After the first two orbits, Juno is to fire its engine again to move into the orbit for making its scientific measurements.
Although the craft are very different in appearance, much of Juno’s electronics and programming are based on the design of Mars Reconnaissance Orbiter, an earlier spacecraft also built by Lockheed Martin.
Instead of developing electronic circuits that could operate in Jupiter’s intense radiation, Lockheed Martin used the same circuitry as Mars Reconnaissance Orbiter but shielded it within the half-inchthick walls of a 400-pound titanium vault measuring about 1 yard on each side.
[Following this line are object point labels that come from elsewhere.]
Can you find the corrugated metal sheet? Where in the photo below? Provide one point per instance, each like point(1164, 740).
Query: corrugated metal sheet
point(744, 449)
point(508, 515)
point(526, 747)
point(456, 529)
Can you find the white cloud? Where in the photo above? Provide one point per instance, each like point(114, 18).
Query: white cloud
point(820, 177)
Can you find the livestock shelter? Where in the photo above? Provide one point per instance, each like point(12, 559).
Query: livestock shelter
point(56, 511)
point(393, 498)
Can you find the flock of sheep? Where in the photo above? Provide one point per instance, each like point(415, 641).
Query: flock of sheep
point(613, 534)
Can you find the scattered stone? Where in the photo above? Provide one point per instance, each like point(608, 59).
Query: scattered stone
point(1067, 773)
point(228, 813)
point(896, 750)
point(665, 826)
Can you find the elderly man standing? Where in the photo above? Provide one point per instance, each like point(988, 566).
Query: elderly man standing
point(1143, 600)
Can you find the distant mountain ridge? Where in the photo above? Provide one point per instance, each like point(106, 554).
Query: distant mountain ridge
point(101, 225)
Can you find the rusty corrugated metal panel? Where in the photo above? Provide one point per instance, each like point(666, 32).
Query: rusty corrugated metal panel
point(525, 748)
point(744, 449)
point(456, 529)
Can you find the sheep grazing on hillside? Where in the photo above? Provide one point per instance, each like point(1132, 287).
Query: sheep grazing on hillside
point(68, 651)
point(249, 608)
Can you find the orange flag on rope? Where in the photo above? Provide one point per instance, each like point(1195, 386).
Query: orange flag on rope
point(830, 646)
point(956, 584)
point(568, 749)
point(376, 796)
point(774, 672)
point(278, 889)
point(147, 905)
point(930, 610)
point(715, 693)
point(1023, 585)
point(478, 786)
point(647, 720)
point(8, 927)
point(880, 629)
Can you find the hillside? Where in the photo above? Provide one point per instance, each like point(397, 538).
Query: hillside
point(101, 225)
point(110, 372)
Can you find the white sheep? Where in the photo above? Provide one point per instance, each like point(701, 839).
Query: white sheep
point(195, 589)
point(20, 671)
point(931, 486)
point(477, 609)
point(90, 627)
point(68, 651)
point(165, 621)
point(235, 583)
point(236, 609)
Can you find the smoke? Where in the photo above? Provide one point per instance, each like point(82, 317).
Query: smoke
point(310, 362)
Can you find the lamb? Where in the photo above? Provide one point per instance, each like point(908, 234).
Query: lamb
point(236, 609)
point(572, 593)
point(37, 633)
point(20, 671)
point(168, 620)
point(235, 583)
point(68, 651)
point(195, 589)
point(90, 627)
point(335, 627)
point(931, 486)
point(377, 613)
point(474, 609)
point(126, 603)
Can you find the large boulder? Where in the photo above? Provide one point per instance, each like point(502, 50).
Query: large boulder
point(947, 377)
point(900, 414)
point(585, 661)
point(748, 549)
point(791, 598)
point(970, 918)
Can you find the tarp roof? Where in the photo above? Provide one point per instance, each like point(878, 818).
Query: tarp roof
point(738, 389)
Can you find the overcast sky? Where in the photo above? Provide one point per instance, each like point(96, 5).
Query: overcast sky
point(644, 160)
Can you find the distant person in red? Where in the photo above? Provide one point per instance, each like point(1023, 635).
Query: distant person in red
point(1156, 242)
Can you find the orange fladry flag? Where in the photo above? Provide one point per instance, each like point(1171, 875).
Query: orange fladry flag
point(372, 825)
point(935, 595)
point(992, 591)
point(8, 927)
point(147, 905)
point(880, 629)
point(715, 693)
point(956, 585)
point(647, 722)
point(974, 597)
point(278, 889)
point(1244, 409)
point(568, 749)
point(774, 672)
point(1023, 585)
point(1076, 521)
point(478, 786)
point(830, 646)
Unlike earlier missions to the outer solar system, Juno is powered by sunlight, not plutonium. Three solar panels 30 feet long with a total of 18,698 solar cells gather the dim sunlight to produce about 500 watts.
Even if everything goes better than planned, the mission will not last much beyond the planned 20 months. Despite the titanium armoring, “we know the radiation is going to kill us,” said Guy Beutelschies, the director of interplanetary missions at Lockheed Martin.
Juno is expected to receive a radiation dose equivalent to more than 100 million dental X-rays.